Siempre que empezaba el curso alguno de los alumnos de 4º de Secundaria decía en voz alta, muchas veces para hacerse el gallito más que por verdadera convicción, que no creía. Era en la primera o segunda clase de religión del año.
Mi respuesta siempre era la misma. Tú eres creyente como lo somos muchos. Tú crees porque no puedes probar nada con la razón científica. Piensas que no hay nada más allá de la vida, ni hubo nada antes. Piensas que estamos aquí por azar y que esta casualidad un día tendrá su punto final con la muerte.
Los llamados creyentes, igual. Creen en Dios, creen en Jesucristo que vino con la misión de que vivamos plenamente y para decirnos que Dios vence a la muerte y al mal. Que el amor a todas las personas y el servicio merecen la pena. Pero no pueden demostrarlo científicamente.

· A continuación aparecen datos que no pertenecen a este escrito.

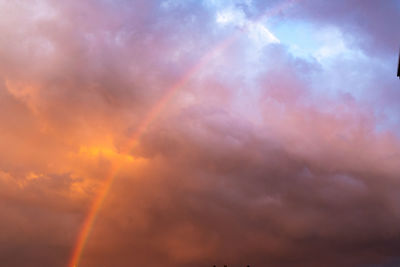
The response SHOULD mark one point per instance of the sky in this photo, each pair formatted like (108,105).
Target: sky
(188,133)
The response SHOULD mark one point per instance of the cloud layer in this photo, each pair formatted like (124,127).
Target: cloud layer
(262,157)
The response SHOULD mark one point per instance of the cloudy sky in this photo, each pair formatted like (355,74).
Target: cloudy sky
(188,133)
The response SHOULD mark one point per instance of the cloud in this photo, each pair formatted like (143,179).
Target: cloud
(261,157)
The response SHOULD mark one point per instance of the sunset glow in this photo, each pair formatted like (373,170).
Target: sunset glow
(198,133)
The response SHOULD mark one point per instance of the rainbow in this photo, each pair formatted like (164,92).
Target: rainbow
(149,118)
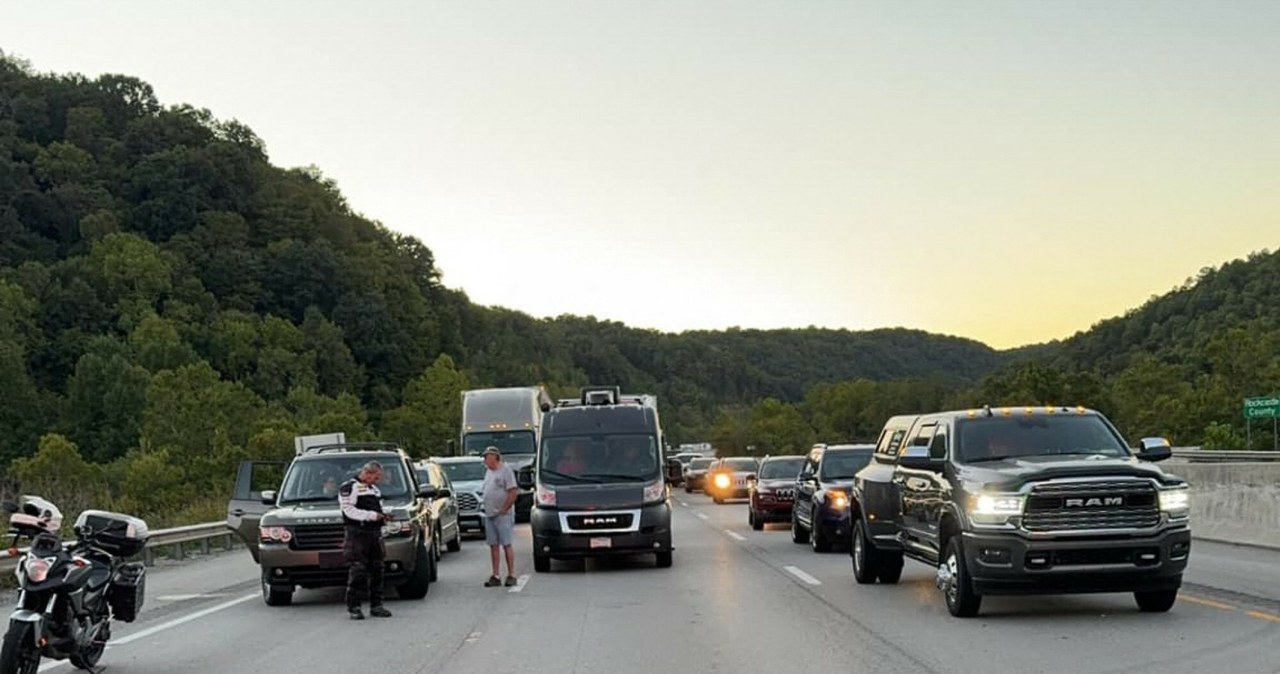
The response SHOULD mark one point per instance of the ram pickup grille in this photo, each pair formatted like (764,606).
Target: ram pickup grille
(467,501)
(1092,505)
(318,537)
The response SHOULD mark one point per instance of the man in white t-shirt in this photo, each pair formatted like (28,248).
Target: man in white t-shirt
(499,494)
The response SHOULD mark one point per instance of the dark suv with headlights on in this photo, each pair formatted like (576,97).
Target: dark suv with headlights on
(773,490)
(1023,500)
(821,513)
(730,477)
(295,531)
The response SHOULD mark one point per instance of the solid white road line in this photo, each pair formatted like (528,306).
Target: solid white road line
(803,576)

En este tipo de conversación se escucha pronto ese argumento de que los creyentes creen para cubrir una necesidad humana, psicológica y espiritual de no encontrarse solos. Sin embargo, pocas veces se escucha que esa necesidad, si es común a todas las personas, la tenemos que resolver todos. Así que si te dices creyente como si te consideras no creyente has cubierto esa necesidad. Las dos opciones tienen fe en que Dios camine a nuestro lado o no haya nada.

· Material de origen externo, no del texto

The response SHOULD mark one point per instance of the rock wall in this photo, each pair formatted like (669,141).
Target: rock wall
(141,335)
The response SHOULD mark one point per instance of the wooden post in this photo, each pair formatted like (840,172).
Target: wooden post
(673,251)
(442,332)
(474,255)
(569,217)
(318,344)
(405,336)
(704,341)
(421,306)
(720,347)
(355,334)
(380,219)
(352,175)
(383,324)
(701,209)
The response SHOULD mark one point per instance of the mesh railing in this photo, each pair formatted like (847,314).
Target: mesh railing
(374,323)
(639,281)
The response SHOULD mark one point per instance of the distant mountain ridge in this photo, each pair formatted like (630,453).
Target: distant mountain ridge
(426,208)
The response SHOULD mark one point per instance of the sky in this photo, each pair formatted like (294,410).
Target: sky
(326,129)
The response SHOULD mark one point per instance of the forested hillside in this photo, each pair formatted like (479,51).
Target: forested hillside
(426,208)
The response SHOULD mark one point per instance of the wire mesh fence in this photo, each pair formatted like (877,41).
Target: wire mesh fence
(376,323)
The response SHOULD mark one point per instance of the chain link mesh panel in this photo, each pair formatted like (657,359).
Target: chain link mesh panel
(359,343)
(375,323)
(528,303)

Me parece que el título que nos demos a nosotros mismos no es importante. Sí lo es, creas o no, que estés abierto a la trascendencia. Que busques algo más que el carpe diem. Que no dejes de cuestionarte con esas preguntas que son un misterio, pero en cuya respuesta nos jugamos la vida: ¿qué hago aquí?, ¿para qué estoy viviendo?, ¿a qué me invita Jesucristo?, ¿qué puedo hacer contra el mal y el sufrimiento?
Ojalá todos, creyentes o no, estemos abiertos a un encuentro en el que Dios se acerca para restaurarnos y enviarnos. El Señor viene a encontrarte.